Spotty, you know darn well that's a famous line from Shakespeare's Hamlet.

As you wish grasshopper, but the line certainly applies to our own Queen Gertrude, Rachel Paulose. Dan Brown from the Strib interviewed her recently and wrote about in today in an article that appeared page A-1, above the fold. Here's the lede paragraphs:

Rachel Paulose, the embattled 34-year-old U.S. attorney for Minnesota, cannot fathom how she came to be portrayed in some recent news reports and blogs as a mean-spirited, autocratic climber who may have gotten her job as part of a scheme in Washington to replace independent prosecutors with GOP foot soldiers.

"These wild conspiracy theories are just that -- totally off base," Paulose said in her first interview on the subject. "No one communicated to me -- in any form -- about any plan to remove any U.S. attorney."

Paulose was shocked to be appointed—out of the blue—as the U.S. Attorney for Minnesota:

Six weeks after starting her job in Washington, Minnesota U.S. Attorney Thomas Heffelfinger resigned, and Paulose was quickly appointed as his interim replacement. A lifelong Republican [she wrote impassioned op-eds in support of Ronald Reagan during study hall in middle school; okay, Spot made that up], she said she was as surprised by the appointment as anyone, noting that she had signed a year's lease for an apartment in Chevy Chase, Md.

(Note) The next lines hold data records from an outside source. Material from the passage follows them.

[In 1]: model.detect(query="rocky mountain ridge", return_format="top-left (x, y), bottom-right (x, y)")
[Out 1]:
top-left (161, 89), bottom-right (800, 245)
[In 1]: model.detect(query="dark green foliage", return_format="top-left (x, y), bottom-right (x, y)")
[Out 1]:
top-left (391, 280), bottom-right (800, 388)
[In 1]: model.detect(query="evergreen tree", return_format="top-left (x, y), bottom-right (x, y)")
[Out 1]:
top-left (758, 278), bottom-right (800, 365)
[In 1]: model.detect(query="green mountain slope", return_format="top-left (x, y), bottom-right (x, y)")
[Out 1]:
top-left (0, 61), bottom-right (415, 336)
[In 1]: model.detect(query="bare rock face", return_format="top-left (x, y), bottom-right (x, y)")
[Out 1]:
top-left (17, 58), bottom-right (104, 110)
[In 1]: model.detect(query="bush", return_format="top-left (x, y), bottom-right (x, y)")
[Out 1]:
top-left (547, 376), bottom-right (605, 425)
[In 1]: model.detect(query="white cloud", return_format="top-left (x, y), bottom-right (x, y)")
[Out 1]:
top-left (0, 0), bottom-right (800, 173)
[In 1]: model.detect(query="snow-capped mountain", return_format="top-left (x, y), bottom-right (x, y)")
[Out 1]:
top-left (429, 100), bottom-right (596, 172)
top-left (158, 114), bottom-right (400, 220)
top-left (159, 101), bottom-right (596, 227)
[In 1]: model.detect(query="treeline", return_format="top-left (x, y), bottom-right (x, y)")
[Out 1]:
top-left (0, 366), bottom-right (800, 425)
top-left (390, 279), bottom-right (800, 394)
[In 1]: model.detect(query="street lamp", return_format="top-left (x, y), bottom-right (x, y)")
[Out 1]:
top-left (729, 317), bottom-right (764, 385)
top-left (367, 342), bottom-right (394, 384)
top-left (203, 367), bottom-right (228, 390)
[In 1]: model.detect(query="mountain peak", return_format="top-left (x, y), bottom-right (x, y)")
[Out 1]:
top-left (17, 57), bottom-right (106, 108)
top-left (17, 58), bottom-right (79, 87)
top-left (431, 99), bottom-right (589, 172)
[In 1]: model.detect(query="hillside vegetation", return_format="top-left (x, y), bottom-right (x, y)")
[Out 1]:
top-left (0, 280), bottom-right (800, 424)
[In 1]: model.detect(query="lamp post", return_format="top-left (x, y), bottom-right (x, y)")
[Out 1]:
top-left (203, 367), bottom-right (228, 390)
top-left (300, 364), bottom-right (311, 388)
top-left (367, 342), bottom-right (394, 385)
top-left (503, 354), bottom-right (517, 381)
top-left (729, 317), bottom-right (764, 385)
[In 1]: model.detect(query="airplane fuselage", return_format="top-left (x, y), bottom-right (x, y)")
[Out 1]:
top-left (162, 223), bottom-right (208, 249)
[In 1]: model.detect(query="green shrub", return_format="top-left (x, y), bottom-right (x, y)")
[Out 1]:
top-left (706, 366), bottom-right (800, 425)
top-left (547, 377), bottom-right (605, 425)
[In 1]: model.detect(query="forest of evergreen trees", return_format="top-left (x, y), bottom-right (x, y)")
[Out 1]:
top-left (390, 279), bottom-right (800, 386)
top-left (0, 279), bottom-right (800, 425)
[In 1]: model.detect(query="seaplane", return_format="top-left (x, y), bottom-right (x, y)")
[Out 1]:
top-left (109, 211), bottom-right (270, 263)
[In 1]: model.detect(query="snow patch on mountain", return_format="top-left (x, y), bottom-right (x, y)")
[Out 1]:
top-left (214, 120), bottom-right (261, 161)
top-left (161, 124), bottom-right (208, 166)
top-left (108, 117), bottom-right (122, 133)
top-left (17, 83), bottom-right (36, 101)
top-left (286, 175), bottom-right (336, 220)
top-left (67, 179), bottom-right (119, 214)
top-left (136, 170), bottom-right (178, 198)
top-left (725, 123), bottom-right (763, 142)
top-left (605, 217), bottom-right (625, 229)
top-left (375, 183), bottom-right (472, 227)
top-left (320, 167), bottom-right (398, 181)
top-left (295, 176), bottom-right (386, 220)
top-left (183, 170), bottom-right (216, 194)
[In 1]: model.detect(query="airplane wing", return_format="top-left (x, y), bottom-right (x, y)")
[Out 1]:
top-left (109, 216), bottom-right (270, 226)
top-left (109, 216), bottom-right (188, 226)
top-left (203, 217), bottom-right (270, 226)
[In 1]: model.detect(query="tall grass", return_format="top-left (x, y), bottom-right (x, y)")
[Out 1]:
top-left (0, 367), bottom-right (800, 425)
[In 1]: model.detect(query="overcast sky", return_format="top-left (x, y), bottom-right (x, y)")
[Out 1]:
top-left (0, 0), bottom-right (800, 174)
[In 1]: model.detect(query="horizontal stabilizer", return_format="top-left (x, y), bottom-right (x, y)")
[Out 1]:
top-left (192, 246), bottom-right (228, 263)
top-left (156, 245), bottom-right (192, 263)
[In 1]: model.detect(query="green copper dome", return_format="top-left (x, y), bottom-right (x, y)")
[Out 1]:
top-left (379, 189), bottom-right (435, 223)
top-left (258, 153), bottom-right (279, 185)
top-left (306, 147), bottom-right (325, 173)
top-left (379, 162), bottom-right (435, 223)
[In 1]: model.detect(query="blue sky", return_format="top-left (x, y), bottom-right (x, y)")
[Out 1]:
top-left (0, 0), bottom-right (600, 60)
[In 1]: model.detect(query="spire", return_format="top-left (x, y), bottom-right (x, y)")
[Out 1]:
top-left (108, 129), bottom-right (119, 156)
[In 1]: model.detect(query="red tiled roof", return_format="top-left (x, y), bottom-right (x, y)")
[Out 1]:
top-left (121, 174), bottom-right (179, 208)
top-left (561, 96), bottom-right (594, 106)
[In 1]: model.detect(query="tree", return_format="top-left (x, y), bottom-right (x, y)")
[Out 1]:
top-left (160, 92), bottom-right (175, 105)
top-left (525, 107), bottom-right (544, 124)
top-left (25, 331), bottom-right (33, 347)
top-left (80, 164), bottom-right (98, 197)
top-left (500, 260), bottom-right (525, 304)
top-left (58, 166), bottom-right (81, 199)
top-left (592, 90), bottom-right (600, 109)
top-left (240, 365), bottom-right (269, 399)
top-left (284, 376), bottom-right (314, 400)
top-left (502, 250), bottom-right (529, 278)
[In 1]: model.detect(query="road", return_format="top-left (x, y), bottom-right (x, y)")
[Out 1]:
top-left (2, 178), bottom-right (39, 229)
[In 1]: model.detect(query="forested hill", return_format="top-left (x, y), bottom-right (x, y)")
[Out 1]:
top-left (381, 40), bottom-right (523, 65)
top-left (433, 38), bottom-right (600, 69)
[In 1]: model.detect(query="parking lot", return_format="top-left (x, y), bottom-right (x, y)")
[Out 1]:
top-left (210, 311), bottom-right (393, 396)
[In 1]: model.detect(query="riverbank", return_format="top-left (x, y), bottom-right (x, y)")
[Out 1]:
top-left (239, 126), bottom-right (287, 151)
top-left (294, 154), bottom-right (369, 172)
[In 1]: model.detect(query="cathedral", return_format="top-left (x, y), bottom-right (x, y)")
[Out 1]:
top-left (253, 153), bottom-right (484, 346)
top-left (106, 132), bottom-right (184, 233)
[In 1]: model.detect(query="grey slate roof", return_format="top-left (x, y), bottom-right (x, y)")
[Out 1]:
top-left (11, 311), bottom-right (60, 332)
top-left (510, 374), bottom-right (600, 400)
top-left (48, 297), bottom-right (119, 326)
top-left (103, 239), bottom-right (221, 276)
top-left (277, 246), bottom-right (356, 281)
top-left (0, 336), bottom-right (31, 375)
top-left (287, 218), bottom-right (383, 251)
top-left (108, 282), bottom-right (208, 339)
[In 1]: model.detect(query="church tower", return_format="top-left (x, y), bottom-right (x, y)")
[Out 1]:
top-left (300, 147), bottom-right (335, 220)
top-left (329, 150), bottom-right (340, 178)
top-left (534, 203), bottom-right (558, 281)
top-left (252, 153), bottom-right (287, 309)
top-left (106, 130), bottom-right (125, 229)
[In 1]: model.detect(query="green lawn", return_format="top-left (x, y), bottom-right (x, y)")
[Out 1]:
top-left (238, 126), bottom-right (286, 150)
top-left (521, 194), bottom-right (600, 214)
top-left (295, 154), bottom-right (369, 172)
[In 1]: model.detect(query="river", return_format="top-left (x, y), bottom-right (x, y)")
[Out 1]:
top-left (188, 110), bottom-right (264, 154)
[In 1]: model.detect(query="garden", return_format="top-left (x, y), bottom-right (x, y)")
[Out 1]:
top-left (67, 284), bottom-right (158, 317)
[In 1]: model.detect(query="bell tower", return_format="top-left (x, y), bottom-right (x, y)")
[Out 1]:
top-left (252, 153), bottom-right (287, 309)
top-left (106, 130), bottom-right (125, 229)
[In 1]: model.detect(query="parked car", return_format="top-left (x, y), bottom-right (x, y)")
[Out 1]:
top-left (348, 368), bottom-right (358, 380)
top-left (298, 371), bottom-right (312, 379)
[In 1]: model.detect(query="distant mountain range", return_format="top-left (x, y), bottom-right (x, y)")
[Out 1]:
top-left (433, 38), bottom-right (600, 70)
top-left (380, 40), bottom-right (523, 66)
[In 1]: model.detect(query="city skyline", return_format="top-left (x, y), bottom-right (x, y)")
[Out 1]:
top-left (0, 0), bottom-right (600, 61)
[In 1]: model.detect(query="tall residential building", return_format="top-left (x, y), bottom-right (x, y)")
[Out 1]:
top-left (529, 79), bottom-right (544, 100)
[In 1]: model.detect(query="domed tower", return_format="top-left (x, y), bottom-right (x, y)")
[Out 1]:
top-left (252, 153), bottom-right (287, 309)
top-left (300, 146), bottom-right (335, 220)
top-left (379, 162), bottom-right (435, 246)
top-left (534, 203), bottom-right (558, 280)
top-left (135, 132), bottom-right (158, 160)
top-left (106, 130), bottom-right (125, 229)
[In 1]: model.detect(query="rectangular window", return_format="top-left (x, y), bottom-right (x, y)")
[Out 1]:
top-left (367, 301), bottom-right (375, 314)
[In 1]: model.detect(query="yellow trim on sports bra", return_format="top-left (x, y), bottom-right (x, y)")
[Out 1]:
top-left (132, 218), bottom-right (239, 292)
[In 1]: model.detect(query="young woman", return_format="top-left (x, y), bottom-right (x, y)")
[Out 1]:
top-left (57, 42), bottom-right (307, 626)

According to Paulose, Paul McNulty, or somebody anyway, just walked into her office six weeks into her new job and said, "Pack your bags, kiddo, you're moving to Minneapolis!" This came as a complete surprise to Rachel! She was just ordered to go, and like a good soldier, she went! She still doesn't know how it happened.

Is that the Queen Gertrude moment, Spotty?

What do you think grasshopper?

There were, of course, rumblings when Paulose was appointed:

Paulose's appointment in March 2006 as interim U.S. attorney raised eyebrows among some former colleagues in that office and the cloistered world of Minnesota's federal bar.

Publicly, no one objected to the choice, but privately some wondered how a young woman with virtually no management experience had bested more seasoned candidates for one of the most coveted legal jobs in Minnesota.

Those questions grew in the aftermath of revelations on the replacement of eight U.S. attorneys since August, allegedly because at least some wouldn't bend to political pressures. U.S. Attorney General Alberto Gonzales is scheduled to testify Tuesday before a Senate committee investigating the matter.

Paulose got swept into the controversy April 5 when three top attorneys resigned their administrative posts because of her management style. Sen. Charles Schumer, D-N.Y., cited the tumult as an example of Gonzales having planted unprepared "cronies" in U.S. attorney jobs.

The resignations stung, Paulose said. But she rejects any suggestion that they indicate she is unqualified.

"I'm a strong-willed person," she acknowledged Thursday. "I think that I'm also a generous and loyal and kind person."

You know, Rachel, it sounds to Spot that you're not so much strong willed as you are a stiff-necked crank who isn't old enough to have had some of the rough edges sanded off. Boys and girls, when Spot was much younger, he thought the value of experience was highly overrated. But experience, of all things, taught him he was wrong.

Even if it turns out that Paulose was not involved in the skullduggery at the Justice Department, her appointment does stand as ample evidence of the cronyism that Senator Schumer described. It's just another example of the de-professionalization of the federal bureaucracy by the Bush Administration.

Spot believes this is going to be a blot on her escutcheon that Rachel Paulose is going to have to wear her whole career.